Business Intelligence for success

Feb 7, 2011

Citius, Altius, Fortius! (Faster, higher, stronger). The motto of the Olympic Games helps us reflect on our business objectives at this time. Because. confess, we live in times of change exponential sales cycles vary, the market is more aggressive, changing consumption patterns before they finish analyzing sales. We must go further, to adapt, evolve. But how? Using common sense business intelligence tools.

Information Today

These days a company can not afford, for example, errors like a sales campaign die before birth, for not taking into account all the information needed to direct market their product right.


For the Commercial Division of a company the challenge is clear. Analyze what to sell, when, to whom and how. Decisions, along with other areas of the company, including Marketing, based on information from various sources, internal and external. All these parts, well geared, can make good decisions in less time.

Today we are not surprised continuous change and the speed at which it occurs. We live in times where the information is growing so rapidly that a newspaper publishes information in a week that was accessible by a person of the eighteenth century in his life.

Thus, the volume of information generated by companies is doubling every two years. What can we do to manage it? The natural solution is to rely on powerful and sophisticated tools, the so-called business intelligence, allowing us to make better decisions using the huge volume of information also is necessary for our business. The technology allows, and in many cases, the pocket too.

In the case of the commercial area is particularly critical if we consider that both business decisions (target market, prices, margins, distribution of accounts) as the analysis of results (sales funnel-sales-funnel, milestones achieved, percentage of achievement of objectives) and response to alarms (minimum sales threshold, threshold margin, market share) should handle massive amounts of information from various sources throughout the company.

Intelligence, "the Director or the platform?


Rhetorical question if ever there was, as the business intelligence tools provide the information but intelligence, industry knowledge and experience of the business address that selects the direction to follow in terms of information.

I will give two examples, of which you can learn to fix the concepts we are discussing:

1. Imagine a company that quarterly sales report is remitted to a commercial director role, document the numbers of the best commercials are underlined with a fluorescent marker. Is it enough to track quarterly sales, without detecting any internal or external alarm this time?
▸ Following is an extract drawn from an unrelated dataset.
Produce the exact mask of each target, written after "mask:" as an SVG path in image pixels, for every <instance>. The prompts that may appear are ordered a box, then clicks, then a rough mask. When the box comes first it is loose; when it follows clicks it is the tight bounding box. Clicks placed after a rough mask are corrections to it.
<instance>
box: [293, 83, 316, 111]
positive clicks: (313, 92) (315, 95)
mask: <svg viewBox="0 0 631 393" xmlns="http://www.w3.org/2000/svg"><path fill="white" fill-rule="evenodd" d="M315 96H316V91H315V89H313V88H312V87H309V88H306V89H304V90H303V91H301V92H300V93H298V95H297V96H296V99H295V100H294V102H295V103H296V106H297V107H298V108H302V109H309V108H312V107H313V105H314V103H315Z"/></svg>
What if the director wants to analyze the same information by customer, by sector, see the trend in the next quarter based on the above? Will the information in time?

2. Now let us take the example of a company whose sales have dropped, but does not know why. If it needs to analyze your target market if the price of their products is competitive, if your bank is sound and its position within the market. For this purpose, using business intelligence tools define a plan in two phases: situation analysis and monitoring of the plan of action.

To track, define the desired objectives and measures to achieve. The Commercial Director is updated, reliable, allowing you to check daily if the plan is working and otherwise react. A plan like this has allowed the recovery position in the market, increasing sales by 35% and 10% margins.

Evolve

The business intelligence tools, or Business Intelligence, opens the door to a new style of business that can make the most time, allowing further improve our decisions, since the quality of the information that we do grow exponentially.

The market requires a Commercial Director to evolve, to squeeze the most out all the necessary information to make decisions that your company needs, and for this, your best ally is the business intelligence tools. Give it up can mean huge losses of market share in times that we can afford.

Let us not miss the train of success. Do we have available all the necessary tools to make our business decisions?